萧辞落跟上去。走廊两侧有四扇门,第一间是书房,一面墙的书架,空了大半,剩下那些一看就是随便填进去的,没什么翻阅痕迹。书桌上有一盏台灯,灯罩里还塞着出厂时的纸膜没取下来。
第二间是客卧,床垫上的塑料膜都没撕。
第三间是衣帽间,空的,只有几个衣架孤零零地挂着。
最后一间是主卧。尹归鸿推开门的时候停了一下。这间房比其他房间多一些生活痕迹——床上铺着被褥,枕头旁边搁着一本书,床头柜上有一只喝水用的玻璃杯。

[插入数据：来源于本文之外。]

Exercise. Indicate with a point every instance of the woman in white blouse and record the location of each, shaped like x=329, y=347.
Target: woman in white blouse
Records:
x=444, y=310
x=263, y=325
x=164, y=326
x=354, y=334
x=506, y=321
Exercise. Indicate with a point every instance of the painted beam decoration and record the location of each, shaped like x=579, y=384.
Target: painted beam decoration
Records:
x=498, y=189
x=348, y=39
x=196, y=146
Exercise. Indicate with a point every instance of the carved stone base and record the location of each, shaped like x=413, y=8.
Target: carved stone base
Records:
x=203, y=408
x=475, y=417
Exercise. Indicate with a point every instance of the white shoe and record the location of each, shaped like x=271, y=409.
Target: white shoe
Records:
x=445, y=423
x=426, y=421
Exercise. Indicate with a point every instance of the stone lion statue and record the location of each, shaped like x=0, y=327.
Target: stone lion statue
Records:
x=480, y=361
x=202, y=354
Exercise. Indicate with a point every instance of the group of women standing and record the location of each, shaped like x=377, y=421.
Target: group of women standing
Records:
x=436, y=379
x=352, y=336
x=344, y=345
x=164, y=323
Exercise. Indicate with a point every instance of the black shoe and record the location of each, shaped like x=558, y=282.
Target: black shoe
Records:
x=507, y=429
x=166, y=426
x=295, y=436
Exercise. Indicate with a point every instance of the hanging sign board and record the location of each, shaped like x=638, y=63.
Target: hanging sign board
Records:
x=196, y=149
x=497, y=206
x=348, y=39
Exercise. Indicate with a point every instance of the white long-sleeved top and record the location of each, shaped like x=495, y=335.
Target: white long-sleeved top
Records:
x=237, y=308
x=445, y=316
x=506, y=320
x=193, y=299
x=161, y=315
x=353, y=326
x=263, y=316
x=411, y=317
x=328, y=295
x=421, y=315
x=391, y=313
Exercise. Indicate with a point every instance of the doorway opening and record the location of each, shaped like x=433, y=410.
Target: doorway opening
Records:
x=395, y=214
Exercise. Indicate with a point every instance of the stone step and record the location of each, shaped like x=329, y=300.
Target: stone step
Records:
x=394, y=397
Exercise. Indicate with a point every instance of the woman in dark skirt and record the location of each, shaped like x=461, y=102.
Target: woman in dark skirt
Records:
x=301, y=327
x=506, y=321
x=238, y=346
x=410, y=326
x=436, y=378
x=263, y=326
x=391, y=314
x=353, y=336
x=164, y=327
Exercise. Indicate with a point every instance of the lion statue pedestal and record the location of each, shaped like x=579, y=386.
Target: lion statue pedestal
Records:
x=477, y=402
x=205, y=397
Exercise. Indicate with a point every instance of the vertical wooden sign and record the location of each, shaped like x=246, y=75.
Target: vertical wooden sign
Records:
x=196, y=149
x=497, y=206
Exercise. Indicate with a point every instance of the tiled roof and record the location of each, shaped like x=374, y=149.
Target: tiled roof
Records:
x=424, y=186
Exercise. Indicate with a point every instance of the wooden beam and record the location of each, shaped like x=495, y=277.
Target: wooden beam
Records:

窗和客厅一样是落地的大窗户,从床上坐起来就能看见江景。
尹归鸿站在门口没有进去,回头看了萧辞落一眼。萧辞落站在走廊里,手插在裤兜里,目光落在那张床上的书和那只玻璃杯上。
"你上回来是多久以前。"尹归鸿问。
"除夕那天。"萧辞落说,"下午来的,晚上走了。把被褥换了一套,杯子洗了,书翻了两页,江上有人在放烟花,我看完了就走了。这是唯一一次在这里待了超过一小时。"
尹归鸿走进主卧,走到窗边。从这扇窗看出去,江景比客厅略偏一些,能看到江对面东方明珠的塔尖正好嵌在窗框的右上角,像一个标点符号。他在窗边站了片刻,然后转回身来,发现萧辞落还站在门口没有进来。
"怎么了。"尹归鸿问。
萧辞落靠在门框上,看着他。他脸上那种表情尹归鸿见过,在上次那个玄关,在他说出那四个字之前——像有一句话卡在喉咙里,边缘有棱角,咽下去划嗓子,说出来又怕震着自己。
尹归鸿朝他走回去,走到他面前。两个人隔着一道门框,一个在卧室里、一个在走廊里,像站在两个不同的季节交界的地方。
"说。"尹归鸿说。
萧辞落垂下眼,看着自己鞋尖旁边地板上的一道接缝,然后抬起来:"我除夕那天晚上站在这扇窗前想了很久,想一个人为什么要把自己放在一个这么好看但空荡荡的地方。想完之后我做了个决定,年后我要去当面向一个人说四个字。但这四个字在我嘴里一直绊着,到了嘴边就变成别的话。"
"嗯。"
"我刚才在客厅站的时候想明白了。"萧辞落的声音放低了,但目光稳稳地接着尹归鸿的眼睛,"我想卖这套房子是因为我不想再站在这种地方了。我不想站在看得到所有风景但摸不到任何东西的地方。我想站的地方是——"
尹归鸿伸手扶住了他搭在门框上的那只手,拇指压着他的腕骨,那里的脉搏跳得比平时快一些。
"——是能和你一起做早饭的地方。不用很大。有窗户就行。窗外是什么不重要。"
尹归鸿低头看着他扣在自己腕上的手指,然后抬起眼来。窗外下午的太阳从侧面的角度照进来,在尹归鸿的右脸镀上一层毛茸茸的暖光。他看着萧辞落说了一句话,声音和上次在十二楼玄关说"我喜欢你"时一样轻,一样稳。
"这套房子别卖了。"
萧辞落微微偏了一下头,问号挂在眉毛上。
尹归鸿松开扶着他手腕的手,退后两步回到窗前,张开双臂比划了一个拥抱的姿势,手掌摊开对着窗外的江景:"这套房子非常适合做一件事。"
"什么事。"
尹归鸿转过身来,阳光从他背后透过来,把他的轮廓描成一道浅金色的边。他朝着萧辞落走了两步,倒着走的,目光一直黏在萧辞落脸上。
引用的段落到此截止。